Weirder still: Now he felt a colour, as if wires had crossed in his brain, jumbling his senses, and he said, ‘Blue,’ and immediately he felt a dazzling burst of light, and as if from a distance, he heard himself say, ‘Bright.’

The feelings of blueness and light quickly became actual visual experiences: The banquet room began to fade into a bright blue haze.

Gasping, Joe dropped the photograph as if it had come alive in his hand.

The blue brightness snapped to a small point in the centre of his field of vision, like the picture on a television screen when the Off switch is clicked. This point shrank until the final pixel of light hung starlike for an instant but then silently imploded and was gone.

Rose Tucker leaned across the table toward him.

Joe peered into her commanding eyes — and perceived something different from what he had seen before. The sorrow and the pity, yes. They remained. The compassion and the intelligence were still there, in as full measure as ever. But now he saw — or thought he saw — some part of her that rode a mad horse of obsession at a gallop toward a cliff over which she wanted him to follow.
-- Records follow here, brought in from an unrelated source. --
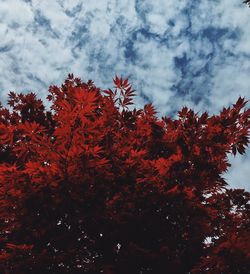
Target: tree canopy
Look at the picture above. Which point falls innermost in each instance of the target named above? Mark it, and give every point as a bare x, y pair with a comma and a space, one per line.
94, 186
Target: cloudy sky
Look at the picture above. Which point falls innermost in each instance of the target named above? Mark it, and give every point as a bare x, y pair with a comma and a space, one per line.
175, 53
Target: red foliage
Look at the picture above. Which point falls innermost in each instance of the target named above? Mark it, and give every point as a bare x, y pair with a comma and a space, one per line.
94, 187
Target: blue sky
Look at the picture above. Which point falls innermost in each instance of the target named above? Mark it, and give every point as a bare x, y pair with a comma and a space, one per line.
175, 53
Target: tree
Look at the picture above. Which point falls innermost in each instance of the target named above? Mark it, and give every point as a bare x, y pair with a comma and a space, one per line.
93, 186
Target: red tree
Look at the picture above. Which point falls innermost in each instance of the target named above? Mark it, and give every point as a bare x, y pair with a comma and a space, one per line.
94, 187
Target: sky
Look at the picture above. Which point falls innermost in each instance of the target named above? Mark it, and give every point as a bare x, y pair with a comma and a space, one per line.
175, 53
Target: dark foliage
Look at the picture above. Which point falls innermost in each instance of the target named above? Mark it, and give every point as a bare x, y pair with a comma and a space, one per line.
91, 186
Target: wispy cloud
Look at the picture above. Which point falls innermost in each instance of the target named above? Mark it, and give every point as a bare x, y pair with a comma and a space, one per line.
194, 53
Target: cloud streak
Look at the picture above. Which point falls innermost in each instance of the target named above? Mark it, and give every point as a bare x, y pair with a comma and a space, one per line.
194, 53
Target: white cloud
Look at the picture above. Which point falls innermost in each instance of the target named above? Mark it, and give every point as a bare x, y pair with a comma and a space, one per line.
176, 53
As though reading his thoughts, she said, ‘Joe, what you’re afraid of has nothing to do with me. What you’re truly afraid of is opening your mind to something you’ve spent your life refusing to believe.’

‘Your voice,’ he said, ‘the whisper, the repetitive phrases— Open your heart, open your mind— like a hypnotist.’

‘You don’t really believe that,’ she said as calmly as ever. ‘Something on the Polaroid,’ he said, and heard the quiver of desperation in his voice.

‘What do you mean?’ she asked.

‘A chemical substance.’

‘No.’

An hallucinogenic drug. Absorbed through the skin.’

‘No.’

‘Something I absorbed through the skin,’ he insisted, ‘put me in an altered state of consciousness.’ He rubbed his hands on his corduroy jacket.

‘Nothing on the photograph could have entered your bloodstream through your skin so quickly. Nothing could have affected your mind in mere seconds.’

‘I don’t know that to be true.’

‘I do.’

‘I’m no pharmacologist.’

‘Then consult one,’ she said without enmity.

‘Shit.’ He was as irrationally angry with her as he had briefly been angry with Barbara Christman.

The more rattled he became, the deeper her equanimity. ‘What you experienced was synesthesia.’

‘What?’

All scientist now, Rose Tucker said, ‘Synesthesia. A sensation produced in one modality when a stimulus is applied in a different modality.’